You guys, the internet is full of wondrous things: lolcats and feminist dialogue and INTENSE analysis of obscure comic books and dreamy Instagram snaps of that salad your best friend ate for lunch yesterday. Now that one last thing the internet was missing has been ticked off: a step by step guide to how much it would cost to insure the characters of The Hobbit. So switch off your computers, stop your commenting. That's it. We're done. The world wide web is finally complete.
Allianz insurance experts Dr Nils Möckelmann and Andreas Hufgard recently totted up the figures so we wouldn't have to.
They argue when Azog loses his hand, he's entitled to compensation for pain and suffering, lost wages and treatment. Möckelmann and Hufgard have assumed he makes a cool 100 euros a day, which seems like good money, but I guess how many one-handed orcs are there, anyway?
They also make allowance for the fact that Azog doesn't need all that much compensation because of his 'exceptional constitution' and make reference to how he only took two days off work after losing his hand.
Makes you feel kind of bad about taking three days off for the flu last year, huh? So Azog can expect a tidy 5,700 euro payout from Thorin.
100 orcs are injured or slain and Möckelmann and Hufgard have estimated a pain and suffering damage of 5,000 euros per orc, with an additional 1,000 euros per orc for either treatment or funeral expenses. Each of the estimated 30 surviving orcs gets paid 100 euros, which adds up to 603,000 euros. Yeesh.
But the payout that's really going to hit the insurance company where it hurts will be for the Warg Riders. Möckelmann and Hufgard put an estimated value of 100,000 euros on each of the endangered giant wolves. So when 25 of them end up stabbed, injured or dead they'd be paying the riders (who we're guessing are their owners, right?) a 2,500,000 euro payout.
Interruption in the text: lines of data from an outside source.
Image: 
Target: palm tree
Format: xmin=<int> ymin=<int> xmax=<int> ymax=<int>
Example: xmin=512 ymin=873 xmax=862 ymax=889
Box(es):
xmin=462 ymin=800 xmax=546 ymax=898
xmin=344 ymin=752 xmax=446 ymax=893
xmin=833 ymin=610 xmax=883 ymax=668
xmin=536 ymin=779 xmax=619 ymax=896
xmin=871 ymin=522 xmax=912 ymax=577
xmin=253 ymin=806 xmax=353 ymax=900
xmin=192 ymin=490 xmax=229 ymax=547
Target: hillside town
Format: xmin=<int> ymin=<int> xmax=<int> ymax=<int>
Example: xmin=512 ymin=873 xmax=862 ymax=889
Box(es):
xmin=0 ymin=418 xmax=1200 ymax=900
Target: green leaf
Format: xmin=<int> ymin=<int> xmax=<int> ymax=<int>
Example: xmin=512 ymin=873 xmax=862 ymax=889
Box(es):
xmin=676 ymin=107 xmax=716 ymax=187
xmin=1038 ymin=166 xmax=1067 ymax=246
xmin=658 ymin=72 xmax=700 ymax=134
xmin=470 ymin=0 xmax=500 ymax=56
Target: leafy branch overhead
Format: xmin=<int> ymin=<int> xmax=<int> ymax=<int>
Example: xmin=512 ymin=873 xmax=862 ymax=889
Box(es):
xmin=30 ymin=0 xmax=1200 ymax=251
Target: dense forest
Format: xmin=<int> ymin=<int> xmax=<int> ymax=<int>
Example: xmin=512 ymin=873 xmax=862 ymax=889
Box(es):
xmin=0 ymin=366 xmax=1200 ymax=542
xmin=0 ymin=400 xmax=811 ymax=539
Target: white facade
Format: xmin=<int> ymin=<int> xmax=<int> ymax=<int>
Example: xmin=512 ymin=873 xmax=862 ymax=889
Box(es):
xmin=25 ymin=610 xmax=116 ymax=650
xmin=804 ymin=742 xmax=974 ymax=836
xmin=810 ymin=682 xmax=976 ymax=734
However, when three trolls get turned to stone there's diddly squat for Mr Insurance to pay out since there's no one to claim the payment and no funeral expenses are required as a stone troll acts as its own gravestone (how recession-friendly!). Similarly, when five stone giants break each other up into thousands of pieces, it's considered an 'act of nature', so no payment changes hands.
So, Middle Earth insurance companies will be paying a massive 3,108,700 euros after The Hobbit.